Ordinary LASIK, this excellent operation by the standards of two thousandths, today needs to be done in exceptional cases (for example, scars in the cornea). Despite the persuasion and all advertising words - the other options are better. In your particular case, most likely, the relief features of the cornea’s surfaces and its thickness, profession and hobby, age and much more will fall on this picture - advice is useless without diagnosis.
- What does an IT specialist need to know about vision?Let's start with platitudes: the less you sit at a computer, the better. The more often you relax and look away, the better. If you are fond of sports such as table or tennis, or badminton, or golf, etc. (where there is a frequent change of focus) is good. Of the average importance of things - watch the light, it is best to use indirect light (for example, a lamp with a lamp shade) so that it is dim and not quite dark. Do not put the monitor so that there is a glare, use matte screens, if you can. There is almost no difference in reading from a tablet or an e-book (there is no research, I can’t justify with numbers), but subjectively - from a well-lit screen, e-ink is better.

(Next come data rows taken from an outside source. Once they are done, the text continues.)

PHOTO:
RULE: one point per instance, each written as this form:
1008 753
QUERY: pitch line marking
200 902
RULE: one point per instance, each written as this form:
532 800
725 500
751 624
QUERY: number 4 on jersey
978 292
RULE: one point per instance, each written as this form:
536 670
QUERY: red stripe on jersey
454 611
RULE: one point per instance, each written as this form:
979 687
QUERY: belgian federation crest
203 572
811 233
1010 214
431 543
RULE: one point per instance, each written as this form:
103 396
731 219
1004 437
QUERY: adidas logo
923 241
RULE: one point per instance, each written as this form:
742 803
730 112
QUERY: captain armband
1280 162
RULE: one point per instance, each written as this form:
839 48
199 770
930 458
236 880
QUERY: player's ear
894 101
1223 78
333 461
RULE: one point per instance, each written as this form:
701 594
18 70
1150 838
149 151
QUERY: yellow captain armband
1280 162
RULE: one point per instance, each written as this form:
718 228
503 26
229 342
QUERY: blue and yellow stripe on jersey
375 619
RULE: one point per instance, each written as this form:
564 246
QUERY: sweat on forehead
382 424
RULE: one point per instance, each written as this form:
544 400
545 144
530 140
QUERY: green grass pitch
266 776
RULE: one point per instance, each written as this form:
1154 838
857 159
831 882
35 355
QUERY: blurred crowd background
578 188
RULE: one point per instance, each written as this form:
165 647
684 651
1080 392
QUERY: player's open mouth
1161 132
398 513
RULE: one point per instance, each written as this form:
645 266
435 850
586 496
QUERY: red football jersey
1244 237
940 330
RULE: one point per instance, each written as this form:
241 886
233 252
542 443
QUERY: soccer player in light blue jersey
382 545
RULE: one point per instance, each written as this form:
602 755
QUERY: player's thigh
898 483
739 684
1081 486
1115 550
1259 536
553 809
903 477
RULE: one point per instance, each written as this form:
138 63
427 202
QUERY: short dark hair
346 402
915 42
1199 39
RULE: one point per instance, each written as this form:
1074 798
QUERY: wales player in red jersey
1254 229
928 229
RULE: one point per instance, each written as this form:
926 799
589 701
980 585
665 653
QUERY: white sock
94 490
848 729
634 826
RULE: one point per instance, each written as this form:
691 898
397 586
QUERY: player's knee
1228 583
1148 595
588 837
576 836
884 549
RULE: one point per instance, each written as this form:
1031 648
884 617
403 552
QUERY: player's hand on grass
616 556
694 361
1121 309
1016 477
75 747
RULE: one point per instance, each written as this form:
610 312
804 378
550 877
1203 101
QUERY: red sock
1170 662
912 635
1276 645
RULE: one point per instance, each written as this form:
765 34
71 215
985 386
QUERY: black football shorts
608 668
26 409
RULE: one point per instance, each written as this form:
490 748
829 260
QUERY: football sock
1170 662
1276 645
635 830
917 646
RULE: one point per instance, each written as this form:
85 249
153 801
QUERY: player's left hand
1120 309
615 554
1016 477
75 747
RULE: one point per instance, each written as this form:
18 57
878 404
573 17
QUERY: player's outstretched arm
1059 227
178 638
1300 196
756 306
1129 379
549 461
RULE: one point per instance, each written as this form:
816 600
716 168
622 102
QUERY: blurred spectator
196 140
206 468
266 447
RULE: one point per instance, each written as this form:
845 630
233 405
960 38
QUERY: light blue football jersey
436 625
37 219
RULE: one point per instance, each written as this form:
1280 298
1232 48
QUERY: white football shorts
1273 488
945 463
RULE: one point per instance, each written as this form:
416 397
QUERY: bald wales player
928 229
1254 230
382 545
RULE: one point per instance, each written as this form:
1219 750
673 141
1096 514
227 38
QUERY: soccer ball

The most important thing: if you have a screen at your workplace or at home 13-17 inches, then you can improve your life if you buy a larger display and place it a little further away than the current one - at least 10 cm. And better by 20. Not move the monitor closer to you when reading small text, and increase the font size if you can transfer it comfortably for reading speed.
Rest, take short breaks, leaving the computer: at lunch, go for a walk, and do not sit at the computer, do not be lazy to go to the printer or have a cup of coffee.
There are no clinical data on different types of screens and their flickering, problems were only with screens based on cathode-ray tubes. So, if you work at a computer, and especially from a laptop, it is better to do it at the table, sitting straight and level (this ensures that there are no problems in the cervical spine, that is, as a result, a normal blood supply to the head), often get up and watch out the window.
Long-term work at the computer leads to a violation of the stability of the tear film and to the appearance of such a disorder as “dry eye syndrome”. It is necessary to blink more often or use special moisturizing drops, or put a humidifier.
In general, the eyes of an IT specialist are exactly the same as other people. For an adult, the danger of working at a computer is greatly exaggerated. There is no particular difference between what you would read 8-10 hours a day in the eighteenth century or sit at a computer today.
But, let me remind you, in the eighteenth century, general surgeons provided eye health, there were no antibiotics, ophthalmology was only in its infancy. You are definitely lucky with the twenty first century. But most importantly, you can be calm about the need to change jobs. If you follow the rules - everything will be fine.
Everything!
Seems to be able to answer all your questions in one place. If there is more - ask, I will update the FAQ.